While the higher price for everything Orion offers is correct, it also comes with
excellent documentation, and supposedly excellent support, from a company that has
been in business for twenty years, and has international offices. You can also load a
non-timeout edition with limited concurrency for free. I think the support,
documentation, size, and longevity of the company should be a concern for Orion (as
well as open source contenders like Jboss or openejb). I did talk with someone from
the company, and he said the product is ready to take on the big guns. It should be
interesting to see how everything settles in the next year or so.
-----Original Message-----
From: Ray Harrison [mailto:[EMAIL PROTECTED]]
Sent: Wednesday, February 14, 2001 12:19 PM
To: Orion-Interest
Subject: Re: How does this effect Orion?
It costs $2500/cpu for almost reaching the level of what Orion offers. Development
version is
somewhat limited, though you could download the 30 day trial for your stress testing,
I suppose.
I'm certainly interested in what shakes out in the industry over the next year or so...
--- Kemp Randy-W18971 <[EMAIL PROTECTED]> wrote:
> I have read the announcement at www.theserverside.com about the ewave server for
>only $595 per
> CPU. The company marketing it has a good marketing and capital engine behind them,
>so I wonder
> how this will effect Orion?

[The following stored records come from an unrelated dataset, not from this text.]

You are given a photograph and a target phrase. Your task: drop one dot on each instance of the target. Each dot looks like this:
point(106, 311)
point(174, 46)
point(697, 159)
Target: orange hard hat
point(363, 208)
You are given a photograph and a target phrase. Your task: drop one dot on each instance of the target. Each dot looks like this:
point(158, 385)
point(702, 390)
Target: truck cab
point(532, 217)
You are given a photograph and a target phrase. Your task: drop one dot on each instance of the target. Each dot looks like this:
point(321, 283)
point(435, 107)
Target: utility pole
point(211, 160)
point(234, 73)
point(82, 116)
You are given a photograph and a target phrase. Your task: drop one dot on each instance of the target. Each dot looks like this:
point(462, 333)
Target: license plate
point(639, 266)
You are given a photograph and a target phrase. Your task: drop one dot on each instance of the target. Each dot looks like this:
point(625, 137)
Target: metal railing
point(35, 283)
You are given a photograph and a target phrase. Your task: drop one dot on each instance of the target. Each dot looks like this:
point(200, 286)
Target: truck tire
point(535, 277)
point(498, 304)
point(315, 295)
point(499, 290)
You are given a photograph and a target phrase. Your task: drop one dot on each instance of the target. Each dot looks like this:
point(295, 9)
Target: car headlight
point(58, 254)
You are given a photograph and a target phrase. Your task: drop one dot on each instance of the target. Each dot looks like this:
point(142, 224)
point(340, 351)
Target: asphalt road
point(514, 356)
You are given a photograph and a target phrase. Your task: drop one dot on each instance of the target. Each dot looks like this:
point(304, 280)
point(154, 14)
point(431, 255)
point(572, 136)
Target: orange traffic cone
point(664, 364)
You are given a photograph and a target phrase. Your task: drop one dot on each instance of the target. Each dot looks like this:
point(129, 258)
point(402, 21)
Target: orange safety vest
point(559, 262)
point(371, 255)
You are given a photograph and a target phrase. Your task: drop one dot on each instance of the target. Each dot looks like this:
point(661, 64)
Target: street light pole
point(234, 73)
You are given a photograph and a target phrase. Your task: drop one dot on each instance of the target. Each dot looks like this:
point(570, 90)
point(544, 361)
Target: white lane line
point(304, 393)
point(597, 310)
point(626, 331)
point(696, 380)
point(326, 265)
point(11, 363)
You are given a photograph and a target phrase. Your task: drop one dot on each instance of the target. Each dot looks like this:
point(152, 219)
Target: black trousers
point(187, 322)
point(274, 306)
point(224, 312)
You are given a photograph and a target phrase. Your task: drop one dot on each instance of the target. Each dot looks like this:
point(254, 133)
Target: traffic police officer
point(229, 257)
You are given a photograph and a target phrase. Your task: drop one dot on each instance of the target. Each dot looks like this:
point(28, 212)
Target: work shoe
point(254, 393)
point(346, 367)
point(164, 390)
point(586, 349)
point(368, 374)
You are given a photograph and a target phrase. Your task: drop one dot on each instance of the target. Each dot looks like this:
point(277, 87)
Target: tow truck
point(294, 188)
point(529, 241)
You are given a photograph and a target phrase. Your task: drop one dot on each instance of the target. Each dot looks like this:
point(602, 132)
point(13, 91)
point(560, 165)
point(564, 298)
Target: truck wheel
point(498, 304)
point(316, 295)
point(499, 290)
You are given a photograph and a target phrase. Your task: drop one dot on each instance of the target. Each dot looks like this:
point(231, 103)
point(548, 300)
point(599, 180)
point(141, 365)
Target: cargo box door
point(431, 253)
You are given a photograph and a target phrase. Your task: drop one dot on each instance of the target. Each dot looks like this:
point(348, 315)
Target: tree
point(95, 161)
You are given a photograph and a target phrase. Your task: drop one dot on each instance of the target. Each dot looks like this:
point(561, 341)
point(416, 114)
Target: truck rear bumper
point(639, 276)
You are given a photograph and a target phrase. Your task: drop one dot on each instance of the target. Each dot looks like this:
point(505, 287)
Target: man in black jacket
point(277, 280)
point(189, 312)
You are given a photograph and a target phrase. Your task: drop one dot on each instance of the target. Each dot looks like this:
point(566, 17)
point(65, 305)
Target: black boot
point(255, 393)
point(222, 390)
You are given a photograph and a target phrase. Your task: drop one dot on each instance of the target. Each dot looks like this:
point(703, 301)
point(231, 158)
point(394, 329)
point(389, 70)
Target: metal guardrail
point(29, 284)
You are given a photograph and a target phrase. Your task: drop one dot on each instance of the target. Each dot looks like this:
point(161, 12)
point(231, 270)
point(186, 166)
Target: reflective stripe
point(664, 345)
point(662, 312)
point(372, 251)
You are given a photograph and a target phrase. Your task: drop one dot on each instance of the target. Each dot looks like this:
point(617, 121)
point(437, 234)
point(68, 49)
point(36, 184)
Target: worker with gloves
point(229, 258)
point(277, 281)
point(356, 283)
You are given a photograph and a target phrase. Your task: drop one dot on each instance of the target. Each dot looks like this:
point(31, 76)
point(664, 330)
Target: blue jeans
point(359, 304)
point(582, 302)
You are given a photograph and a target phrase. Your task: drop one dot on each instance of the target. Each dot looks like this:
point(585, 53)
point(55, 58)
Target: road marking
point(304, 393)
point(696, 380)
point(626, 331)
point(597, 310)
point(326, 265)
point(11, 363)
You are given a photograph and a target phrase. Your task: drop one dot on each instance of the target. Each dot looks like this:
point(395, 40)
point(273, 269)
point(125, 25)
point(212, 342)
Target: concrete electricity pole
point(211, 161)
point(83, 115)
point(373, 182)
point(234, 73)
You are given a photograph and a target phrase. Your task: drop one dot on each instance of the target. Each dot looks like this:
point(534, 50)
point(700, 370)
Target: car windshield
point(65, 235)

It is very interesting that there are over thirty
>vendors offering
> some flavor of J2EE technology, anywhere from the high priced servers like Weblogic
>to the open
> source servers like Jboss. Yet this industry is supposed to be around $2 billion
>now and
> projected to be $12 billion in two years. This means there is a market for all the
>"good"
> products, and the consumer and developer will become the clear winners.